しばらく2人で新聞を読んでいると、母が朝食を持ってきたので読むのをやめて、食事をとる事にした。いい具合に焼かれたいちごジャムつきのトーストをもしゃもしゃとかじる。
「昨日の夜にね、お隣さんにご挨拶してきたんだけど」
母が突然話を振ってきたので、食べていたトーストを一旦お皿の上に置いて、牛乳を飲む。
「いつの間に。で、どんな人だったの?」
そういえば昨日の夜、私は新しいキッチンを試したくてお菓子作りに熱中していたんだっけ。その間に母と妹はお隣さんにご挨拶をしてきたのだろう。いいなぁ、私も行きたかったなぁ。これから長いお付き合いになるのだから、どんな人かちょっぴり興味がある。

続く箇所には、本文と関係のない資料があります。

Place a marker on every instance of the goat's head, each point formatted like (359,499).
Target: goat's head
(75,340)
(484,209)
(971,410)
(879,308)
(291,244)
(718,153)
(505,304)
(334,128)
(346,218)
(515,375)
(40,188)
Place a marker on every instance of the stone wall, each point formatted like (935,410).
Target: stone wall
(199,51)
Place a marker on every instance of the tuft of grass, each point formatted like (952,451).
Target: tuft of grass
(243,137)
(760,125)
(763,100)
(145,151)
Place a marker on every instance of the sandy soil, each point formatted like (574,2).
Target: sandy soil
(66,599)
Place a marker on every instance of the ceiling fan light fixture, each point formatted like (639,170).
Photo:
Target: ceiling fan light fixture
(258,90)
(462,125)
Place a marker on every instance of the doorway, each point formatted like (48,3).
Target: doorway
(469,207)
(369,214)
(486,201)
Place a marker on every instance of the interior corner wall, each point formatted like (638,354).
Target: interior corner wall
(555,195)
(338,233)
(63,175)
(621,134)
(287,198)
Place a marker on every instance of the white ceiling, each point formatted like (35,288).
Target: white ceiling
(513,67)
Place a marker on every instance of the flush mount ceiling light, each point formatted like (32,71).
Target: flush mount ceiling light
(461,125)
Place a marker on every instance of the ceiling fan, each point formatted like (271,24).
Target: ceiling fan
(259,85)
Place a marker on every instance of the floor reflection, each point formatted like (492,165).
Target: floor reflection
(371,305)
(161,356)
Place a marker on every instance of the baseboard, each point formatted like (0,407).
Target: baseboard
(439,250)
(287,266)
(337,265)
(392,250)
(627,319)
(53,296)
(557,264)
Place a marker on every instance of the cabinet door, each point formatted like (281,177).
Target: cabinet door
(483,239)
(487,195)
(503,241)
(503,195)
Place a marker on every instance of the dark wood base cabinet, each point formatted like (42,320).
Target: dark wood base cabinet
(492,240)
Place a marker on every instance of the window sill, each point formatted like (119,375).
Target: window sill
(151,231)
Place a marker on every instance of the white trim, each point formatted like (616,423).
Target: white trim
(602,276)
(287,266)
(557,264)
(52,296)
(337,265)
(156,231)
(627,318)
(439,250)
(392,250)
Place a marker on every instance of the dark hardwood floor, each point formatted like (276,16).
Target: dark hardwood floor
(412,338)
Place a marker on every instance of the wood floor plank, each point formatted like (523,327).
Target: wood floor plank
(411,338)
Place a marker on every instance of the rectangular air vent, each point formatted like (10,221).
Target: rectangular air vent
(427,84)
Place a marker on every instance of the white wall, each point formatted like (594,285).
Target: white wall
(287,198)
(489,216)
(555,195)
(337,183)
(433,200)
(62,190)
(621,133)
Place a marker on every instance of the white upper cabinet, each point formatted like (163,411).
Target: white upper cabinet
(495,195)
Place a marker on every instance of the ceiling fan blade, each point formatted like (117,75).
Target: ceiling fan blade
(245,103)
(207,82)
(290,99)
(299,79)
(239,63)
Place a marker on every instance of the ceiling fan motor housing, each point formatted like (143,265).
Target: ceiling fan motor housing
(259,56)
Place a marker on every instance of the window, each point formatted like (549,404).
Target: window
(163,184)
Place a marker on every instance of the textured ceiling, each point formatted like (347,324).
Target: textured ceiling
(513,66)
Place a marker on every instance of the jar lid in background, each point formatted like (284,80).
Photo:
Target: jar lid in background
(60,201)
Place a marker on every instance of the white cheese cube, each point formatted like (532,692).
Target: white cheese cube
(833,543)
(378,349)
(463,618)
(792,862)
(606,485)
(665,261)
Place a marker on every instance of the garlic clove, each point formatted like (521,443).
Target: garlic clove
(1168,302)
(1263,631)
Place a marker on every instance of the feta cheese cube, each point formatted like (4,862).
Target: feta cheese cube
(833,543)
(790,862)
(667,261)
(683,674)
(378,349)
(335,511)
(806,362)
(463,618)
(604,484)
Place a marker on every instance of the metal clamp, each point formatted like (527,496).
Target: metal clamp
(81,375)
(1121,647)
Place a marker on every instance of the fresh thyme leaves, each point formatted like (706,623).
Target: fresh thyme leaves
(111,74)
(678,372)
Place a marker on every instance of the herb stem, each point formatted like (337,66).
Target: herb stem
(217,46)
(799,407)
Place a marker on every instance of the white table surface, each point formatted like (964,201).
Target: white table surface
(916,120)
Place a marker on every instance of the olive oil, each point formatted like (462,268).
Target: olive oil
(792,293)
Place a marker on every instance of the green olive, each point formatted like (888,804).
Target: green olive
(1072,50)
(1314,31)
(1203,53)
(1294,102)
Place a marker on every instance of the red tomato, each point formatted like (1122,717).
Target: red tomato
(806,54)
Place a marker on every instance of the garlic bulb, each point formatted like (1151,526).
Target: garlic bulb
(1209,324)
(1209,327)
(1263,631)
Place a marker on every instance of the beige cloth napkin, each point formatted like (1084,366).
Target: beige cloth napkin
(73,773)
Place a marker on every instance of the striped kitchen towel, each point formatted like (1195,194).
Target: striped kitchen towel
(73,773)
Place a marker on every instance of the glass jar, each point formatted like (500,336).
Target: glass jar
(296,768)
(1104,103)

「日向と同い年の可愛い女の子だったわね。言葉遣いも丁寧で動作に品があってお母さん驚いちゃった」
「お姉ちゃんに見習わせたいくらいだったよ。絶対に無理だろうけど」
「……あ、そう。小姫も一緒に挨拶にいったんだ」
「暇だったしね」
「お母さんと二人暮しだって。挨拶に行ったときはその子だけで、お母さんはお仕事でご不在だったけど」
「ふーん」
私と同い年……ね。せっかくお隣同士なのだから、仲良くなれるといいな。
再びトーストをかじって、母の話を聞きながら隣の人がどんな子だろうか考える。今日時間があったら私も挨拶に行くべきだろうか。
「ごちそうさまでした」
手を合わせてから食事の終わりを告げ、空になった食器を台所へ運んだ。まだ朝食を摂っている母と妹の方を向いて、大きくあくびをする。
「それじゃ、お休み」
「はぁ!? 二度寝するつもりなのお姉ちゃん!」
「ちょっと日向、せっかく早く起きたのにまた寝るの? 食べた後にすぐ寝るとクジラになるわよ」
それを言うなら牛ではなかろうか。
「あんまり寝てないから眠たくてさ。ふあぁ、昼まで寝させて~」
呆れた目で私を見る二人にぶらぶらと手を振って、さっさと自分の部屋に戻り勢いよくベットに飛び込んだ。
うーむ、ふかふかのお布団と枕が心地いい。
「よいしょっと」
うつぶせの状態からあおむけになり、綺麗な天井をぼーっと見つめる。この見慣れない天井も、時間が経てばすぐに馴染むだろう。
「ふあぁ…」
寝不足と昨日の引越しの片付けで疲れが残っているのか、睡魔はすぐにやってきた。未だ慣れない新しいこの部屋の匂いに違和感を感じながら、私はゆっくりと意識を手放した。